Daqui se concluio, que os refrigerantes erão inuteis. Entrão agora as theorias. Huns, crendo, que a condensação se fazia na serpentina, fazem subir a ella o vapor por hum gargalo, em fórma de _tromba de elephante_; outros modificão esta especie de tromba, e dão hum grande diametro á caldeira do alambique, com mui pouca altura; e fazem principiar a serpentina com hum grande diametro, e acabar n'hum mui pequeno; outros, em fim, augmentão a superficie do capello; porém he geral em todos, o fazerem hum pescoço á caldeira, maior, ou menor, segundo a sua fantazia, e só Chaptal quer, que a caldeira seja hum cilindro perfeito, porém nada de refrigerante. Todos estes alambiques obrão com maior, ou menor proveito; e eu tenho visto distilar sem refrigerante, nem serpentina, o que me prova, que o contacto do ár no capello do alambique, tem bastante força para condensar o vapor; não se aproveita tanto, como com a serpentina, porém he pela dissipação do liquor, por sahir mui quente do bico do alambique.

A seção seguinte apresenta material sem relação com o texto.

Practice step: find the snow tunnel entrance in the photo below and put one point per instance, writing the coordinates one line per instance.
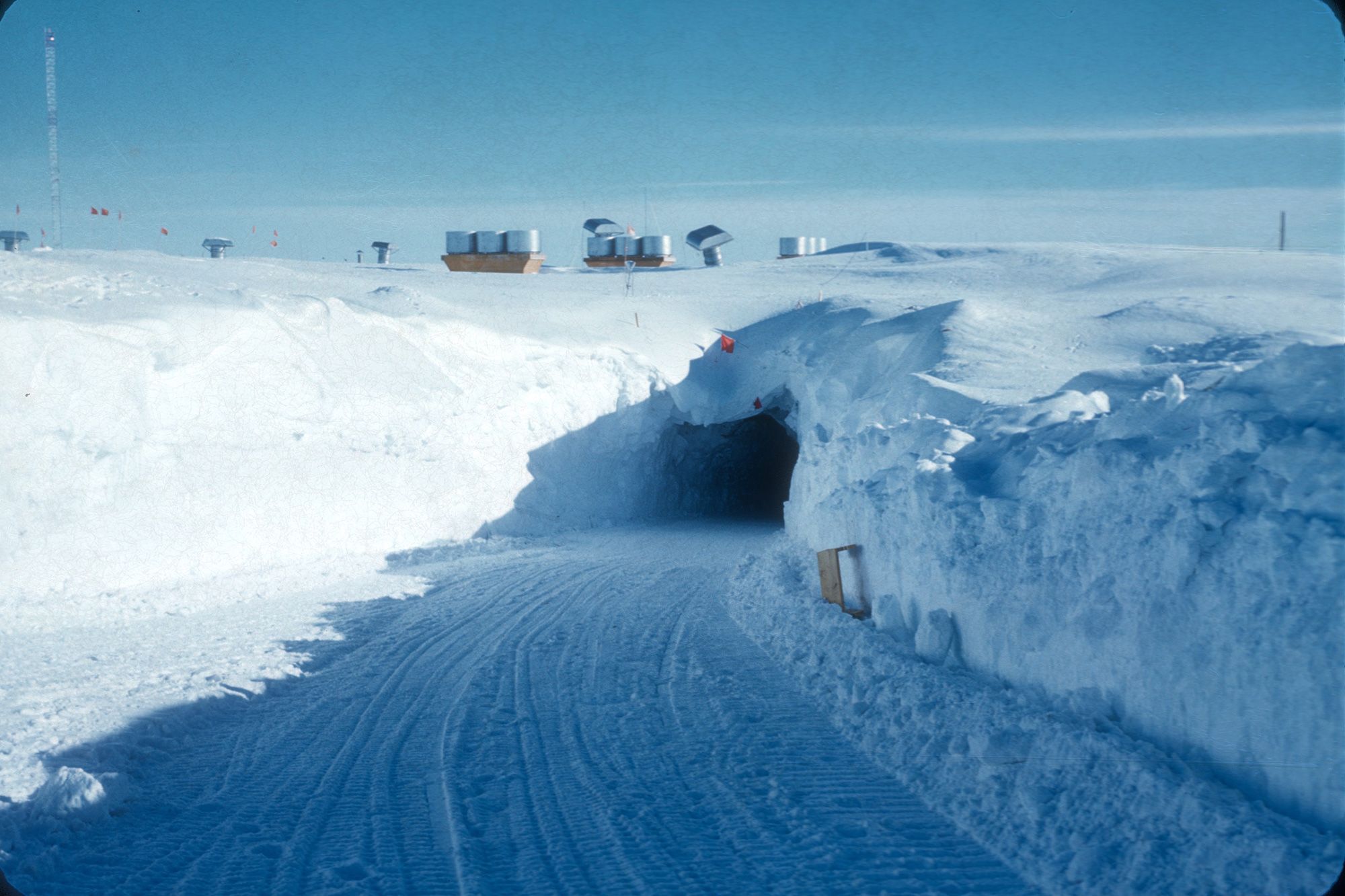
(735, 470)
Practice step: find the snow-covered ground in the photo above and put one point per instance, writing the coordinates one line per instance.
(1100, 491)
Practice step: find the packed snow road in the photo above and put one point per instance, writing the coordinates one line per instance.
(578, 715)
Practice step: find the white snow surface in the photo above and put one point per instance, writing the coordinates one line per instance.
(1102, 486)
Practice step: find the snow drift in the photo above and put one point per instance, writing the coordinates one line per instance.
(1112, 478)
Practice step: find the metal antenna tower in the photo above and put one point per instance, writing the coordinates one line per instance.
(50, 41)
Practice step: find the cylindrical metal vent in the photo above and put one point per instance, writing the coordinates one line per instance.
(489, 241)
(656, 247)
(602, 247)
(523, 241)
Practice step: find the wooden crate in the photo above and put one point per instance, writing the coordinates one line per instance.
(496, 261)
(829, 571)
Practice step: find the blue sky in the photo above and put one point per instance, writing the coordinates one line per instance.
(341, 123)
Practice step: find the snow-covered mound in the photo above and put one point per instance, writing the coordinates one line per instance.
(1110, 475)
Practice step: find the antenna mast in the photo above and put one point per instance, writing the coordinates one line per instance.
(50, 41)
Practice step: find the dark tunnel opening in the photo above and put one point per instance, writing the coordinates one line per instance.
(738, 470)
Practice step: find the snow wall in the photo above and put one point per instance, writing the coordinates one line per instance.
(1157, 545)
(224, 432)
(1155, 542)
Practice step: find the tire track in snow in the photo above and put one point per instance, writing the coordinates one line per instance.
(580, 717)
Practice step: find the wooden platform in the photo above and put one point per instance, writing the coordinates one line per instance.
(496, 261)
(619, 261)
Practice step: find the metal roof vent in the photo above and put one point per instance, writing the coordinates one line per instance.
(707, 241)
(603, 227)
(217, 245)
(13, 239)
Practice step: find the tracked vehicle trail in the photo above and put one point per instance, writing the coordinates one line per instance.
(580, 717)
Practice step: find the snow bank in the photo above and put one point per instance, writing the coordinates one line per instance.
(161, 427)
(1063, 797)
(1160, 540)
(1112, 478)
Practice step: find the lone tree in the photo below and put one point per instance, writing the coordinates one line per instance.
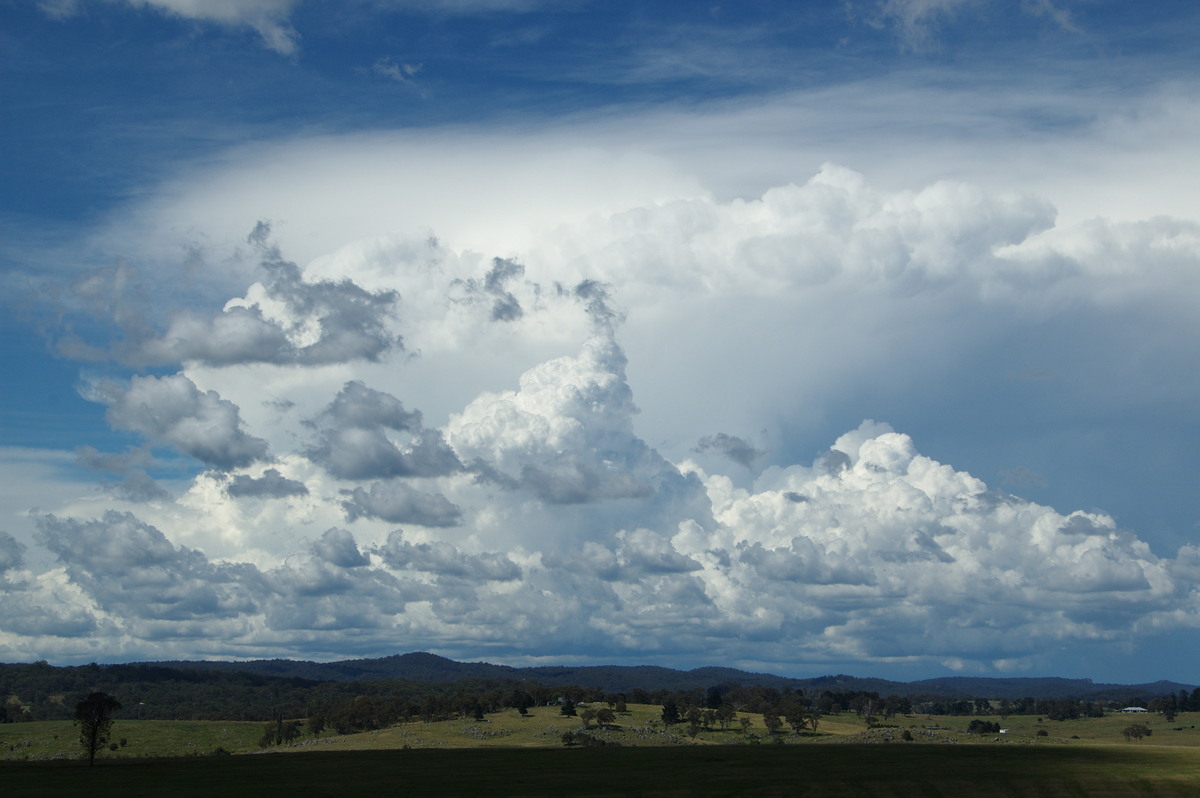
(94, 717)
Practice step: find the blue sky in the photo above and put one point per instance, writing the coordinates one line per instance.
(803, 337)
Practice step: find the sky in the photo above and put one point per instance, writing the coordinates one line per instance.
(803, 337)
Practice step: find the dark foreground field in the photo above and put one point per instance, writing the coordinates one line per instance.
(901, 771)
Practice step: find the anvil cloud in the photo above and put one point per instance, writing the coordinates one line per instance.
(888, 370)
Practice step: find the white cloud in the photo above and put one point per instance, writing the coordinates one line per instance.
(172, 411)
(539, 505)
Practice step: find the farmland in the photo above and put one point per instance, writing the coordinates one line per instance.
(507, 754)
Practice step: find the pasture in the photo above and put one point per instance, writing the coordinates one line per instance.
(508, 755)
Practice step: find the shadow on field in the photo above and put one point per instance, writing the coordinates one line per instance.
(900, 771)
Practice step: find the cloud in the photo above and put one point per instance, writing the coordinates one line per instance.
(132, 570)
(736, 449)
(11, 552)
(172, 411)
(505, 307)
(353, 442)
(444, 559)
(916, 21)
(399, 503)
(565, 435)
(271, 485)
(337, 546)
(283, 319)
(268, 18)
(399, 72)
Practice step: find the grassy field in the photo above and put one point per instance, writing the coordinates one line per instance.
(508, 755)
(544, 727)
(817, 771)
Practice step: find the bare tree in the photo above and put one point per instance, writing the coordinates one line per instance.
(94, 715)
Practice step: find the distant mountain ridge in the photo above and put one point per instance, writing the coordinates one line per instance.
(421, 666)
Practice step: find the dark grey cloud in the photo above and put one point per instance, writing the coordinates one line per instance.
(337, 546)
(271, 485)
(132, 570)
(138, 486)
(309, 323)
(492, 288)
(736, 449)
(359, 406)
(399, 503)
(114, 462)
(647, 552)
(574, 479)
(357, 453)
(11, 552)
(353, 442)
(172, 411)
(445, 559)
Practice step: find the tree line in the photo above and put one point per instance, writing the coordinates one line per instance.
(41, 691)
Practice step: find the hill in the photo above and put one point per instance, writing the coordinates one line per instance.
(421, 666)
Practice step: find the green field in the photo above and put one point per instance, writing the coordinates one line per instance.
(507, 755)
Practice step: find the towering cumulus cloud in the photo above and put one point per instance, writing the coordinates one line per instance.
(491, 487)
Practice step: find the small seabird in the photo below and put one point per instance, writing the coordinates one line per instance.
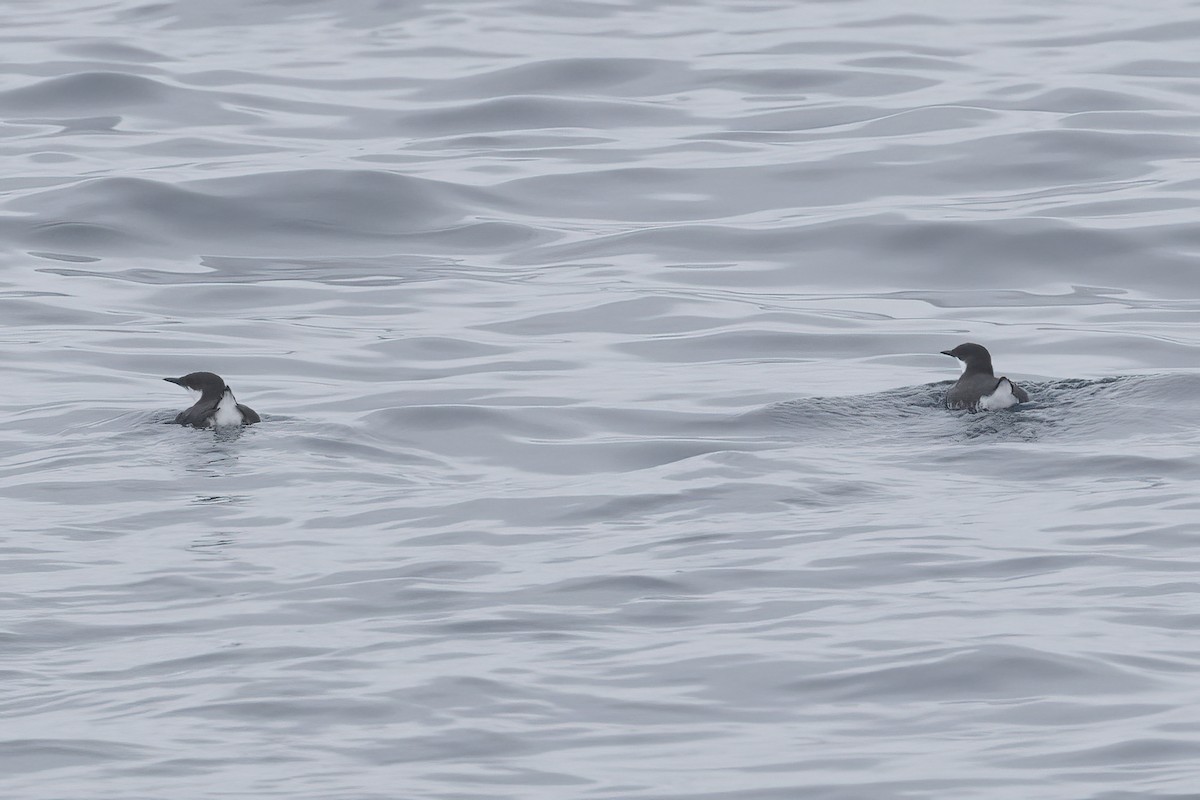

Sendo a evaporação em razão da superficie, e subindo os vapores perpendiculares, de que ninguem duvida, só Chaptal acertou, tirando o pescoço á sua caldeira, e fazendo-a cilindrica; porque a abobada abatida, que nasce das paredes da caldeira, até onde fórma o pescoço, exposta ao contacto do ár, condensa o vapor que nella toca, e a unica sahida que tem, he tornar para a caldeira; he por consequencia preciso mais tempo, e maior fogo, para que o vapor se enfie por este pescoço, segundo a maior, ou menor superficie que o ár toca, e o maior, ou menor diametro do pescoço, mais, ou menos longitude da superficie, onde se faz a evaporação, á parte onde, condensando-se, póde encaminhar-se á serpentina. O refrigerante he preciso, e indispensavel para huma boa distilação. Se a frieza da agua condensa mui promptamente o vapor, e as gôttas engrossadas são precipitadas na caldeira pelo seu pêso, he porque a abobada do capello, sendo muito abatida, não lhe dá huma facil correntesa; a que eu tenho visto mais levantada, he a do capello de Baumé, que faz hum angulo de cincoenta gráos; ora hum angulo de cincoenta gráos facilita tanto a cahida, como a correntesa; ha de correr, e cahir indistinctamente; porém se este angulo for de sessenta e cinco gráos, por mais grossas que sejão as gôttas, tem mais facilidade para correr, que para cahir, e por consequencia, quanto vapor subir, tanto se aproveitará.
A caldeira do alambique, que se propoem, he hum cilindro de quatro palmos de altura, e quatro de diametro. O capello, que he de figura conica, deve ter de altura o diametro da sua base, tirado da superficie externa do canal, ou goteira, que acaba no bico, para fazer hum angulo de sessenta e cinco gráos.